Mortimer has done what is almost impossible today: a truly well researched and engaging biography with the blood still pumping madly in the body. His manner of writing is elegant and never academic; he "sees" the whole tempestuous era and the man with a refined eye - this author has vision. My one minute complaint is that the author is overly harsh, in my opinion, about the "treason" of Roger Mortimer - honestly, considering the bizarre treatment that Queen Isabella, from the age of 12 onward, suffered from her husband and what the country itself had to endure with a man who clearly preferred to be doing anything but ruling, guiding, shepherding his country and people, as the anointed king, I wonder that historians haven't recognized that the greatest treason was Edward II against his own heritage, people and government. I was particularly horrifed to read of the brutal betrayal and execution of Llewelyn; perhaps the single act that drove Roger Mortimer to break with Edward II?

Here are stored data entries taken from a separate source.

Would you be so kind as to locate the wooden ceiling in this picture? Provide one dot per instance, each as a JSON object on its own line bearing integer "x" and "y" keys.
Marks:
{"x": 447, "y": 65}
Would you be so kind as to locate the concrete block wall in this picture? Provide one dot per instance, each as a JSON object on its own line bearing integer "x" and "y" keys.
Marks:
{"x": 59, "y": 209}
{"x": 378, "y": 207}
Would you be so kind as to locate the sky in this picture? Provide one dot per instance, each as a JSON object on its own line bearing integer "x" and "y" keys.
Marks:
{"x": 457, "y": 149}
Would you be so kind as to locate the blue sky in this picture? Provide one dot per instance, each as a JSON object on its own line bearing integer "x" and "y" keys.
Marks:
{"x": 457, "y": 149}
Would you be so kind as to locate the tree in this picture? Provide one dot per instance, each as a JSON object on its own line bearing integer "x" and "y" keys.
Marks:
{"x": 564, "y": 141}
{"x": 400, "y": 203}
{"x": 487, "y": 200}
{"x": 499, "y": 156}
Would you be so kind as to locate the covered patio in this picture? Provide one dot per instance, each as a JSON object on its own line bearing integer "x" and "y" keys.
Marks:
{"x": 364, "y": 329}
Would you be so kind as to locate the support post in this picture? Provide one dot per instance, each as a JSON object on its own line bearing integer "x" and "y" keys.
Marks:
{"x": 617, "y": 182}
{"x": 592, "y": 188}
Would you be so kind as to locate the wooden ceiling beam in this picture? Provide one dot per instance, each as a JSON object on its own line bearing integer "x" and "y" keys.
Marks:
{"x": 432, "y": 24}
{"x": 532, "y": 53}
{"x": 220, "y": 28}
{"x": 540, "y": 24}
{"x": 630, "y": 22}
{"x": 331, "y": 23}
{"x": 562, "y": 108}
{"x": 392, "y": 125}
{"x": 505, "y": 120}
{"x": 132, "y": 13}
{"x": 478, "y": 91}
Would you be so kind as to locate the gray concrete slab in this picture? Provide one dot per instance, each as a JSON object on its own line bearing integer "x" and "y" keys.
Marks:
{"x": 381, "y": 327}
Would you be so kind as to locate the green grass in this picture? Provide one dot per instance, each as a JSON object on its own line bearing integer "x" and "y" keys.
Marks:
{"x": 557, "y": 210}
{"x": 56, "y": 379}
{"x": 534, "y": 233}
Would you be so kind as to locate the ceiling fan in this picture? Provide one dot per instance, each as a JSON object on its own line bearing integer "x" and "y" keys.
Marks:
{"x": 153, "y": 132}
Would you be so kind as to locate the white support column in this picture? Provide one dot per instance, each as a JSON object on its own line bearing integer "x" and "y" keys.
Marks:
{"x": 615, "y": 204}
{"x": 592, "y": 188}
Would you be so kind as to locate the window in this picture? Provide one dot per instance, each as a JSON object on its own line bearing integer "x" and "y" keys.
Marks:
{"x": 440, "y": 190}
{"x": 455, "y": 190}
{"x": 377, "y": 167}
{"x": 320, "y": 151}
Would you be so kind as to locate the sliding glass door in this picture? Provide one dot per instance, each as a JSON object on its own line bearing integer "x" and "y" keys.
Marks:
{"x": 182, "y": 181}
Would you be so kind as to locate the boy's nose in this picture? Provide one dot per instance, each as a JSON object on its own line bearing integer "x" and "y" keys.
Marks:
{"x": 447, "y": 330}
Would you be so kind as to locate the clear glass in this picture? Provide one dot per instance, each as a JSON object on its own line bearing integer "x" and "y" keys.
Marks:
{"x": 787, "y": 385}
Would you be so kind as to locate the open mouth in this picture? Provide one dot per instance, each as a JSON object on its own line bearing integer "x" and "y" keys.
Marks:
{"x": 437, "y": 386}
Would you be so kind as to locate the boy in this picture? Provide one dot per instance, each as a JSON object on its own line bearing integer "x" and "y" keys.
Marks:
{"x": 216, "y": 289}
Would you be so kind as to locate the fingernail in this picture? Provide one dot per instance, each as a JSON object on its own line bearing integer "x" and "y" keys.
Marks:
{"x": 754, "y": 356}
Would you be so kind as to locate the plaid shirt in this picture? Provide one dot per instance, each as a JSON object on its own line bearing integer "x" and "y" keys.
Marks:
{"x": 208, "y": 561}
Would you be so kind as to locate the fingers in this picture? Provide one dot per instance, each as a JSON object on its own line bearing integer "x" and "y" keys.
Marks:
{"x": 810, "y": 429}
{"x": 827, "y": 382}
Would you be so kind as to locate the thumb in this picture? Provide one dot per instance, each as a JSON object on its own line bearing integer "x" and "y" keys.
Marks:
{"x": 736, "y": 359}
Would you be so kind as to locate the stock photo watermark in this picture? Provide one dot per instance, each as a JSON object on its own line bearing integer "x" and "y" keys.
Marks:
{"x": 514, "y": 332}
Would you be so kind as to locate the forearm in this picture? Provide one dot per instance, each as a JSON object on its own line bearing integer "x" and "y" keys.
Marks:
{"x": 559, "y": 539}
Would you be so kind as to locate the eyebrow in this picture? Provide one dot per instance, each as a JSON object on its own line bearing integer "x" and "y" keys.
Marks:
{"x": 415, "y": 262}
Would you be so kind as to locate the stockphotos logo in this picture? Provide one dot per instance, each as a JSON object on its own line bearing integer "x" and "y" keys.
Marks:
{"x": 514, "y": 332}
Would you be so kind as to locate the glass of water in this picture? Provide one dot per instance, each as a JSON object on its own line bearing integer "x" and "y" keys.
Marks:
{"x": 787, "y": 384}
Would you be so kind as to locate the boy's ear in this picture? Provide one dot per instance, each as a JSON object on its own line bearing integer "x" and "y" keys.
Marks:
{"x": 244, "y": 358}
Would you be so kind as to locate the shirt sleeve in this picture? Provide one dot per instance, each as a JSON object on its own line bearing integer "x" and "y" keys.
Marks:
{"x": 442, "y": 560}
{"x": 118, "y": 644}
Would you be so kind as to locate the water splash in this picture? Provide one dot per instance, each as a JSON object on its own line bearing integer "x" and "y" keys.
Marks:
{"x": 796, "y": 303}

As for the likelihood that Edward II survived I would agree with the author's hypothesis, that in order to preserve his own life and that of the Queen, as Edward III came to age, it was better to keep Edward II alive, somewhere, as a hedge against retribution. Had Mortimer died in the Tower, or in exile, and never deposed Edward II one has to wonder if Edward III would have ever had the reign he had: a young man with his whole life in front of him. Had Edward II stayed on the throne and if he lived at least as long as his father, Edward I, then "our" Edward III would have been middle aged, at best, when he ascended the crown. Or would he have been an embittered heir, not married to Philippa of Hainault, embarassed by his father's misgovernment,a son driven to work against his own father, as did Richard I with his father, Henry II?
Perhaps Mortimer acted out of self-preservation but he also created an example of what it takes to be an efficient and resolute king - the tragedy of Roger Mortimer is that he wasn't - directly - of the blood royal; he certainly had everything else it would have taken to be an incredibly competent, conscientious and dutiful king.
By the way, the heirs of Roger Mortimer, who was the first Earl of March, would in 7 generations, barely a 130 years later, become king, and in name - by also deposing an anointed king, and by conquest, and finally having that same king (Henry VI) put to death to maintain the throne - that king was Edward IV. Mortimer's almost bloodless coup, in contrast to his future heir's conquest of the throne, is a study in stunning strategic vision.
The author has my highest respect - I can't imagine a finer example of what biography is meant to achieve; it is in another league altogether from the "royal" biographers like Weir. I can only hope that someday Ian Mortimer will undertake to write about another mishandled subject of history: Richard III, in many ways Richard parallels his Mortimer forebear, a masterful coup with minimum blood and revenge and a likely "murder" he also did not commit but will probably never be able to shake from his reputation either.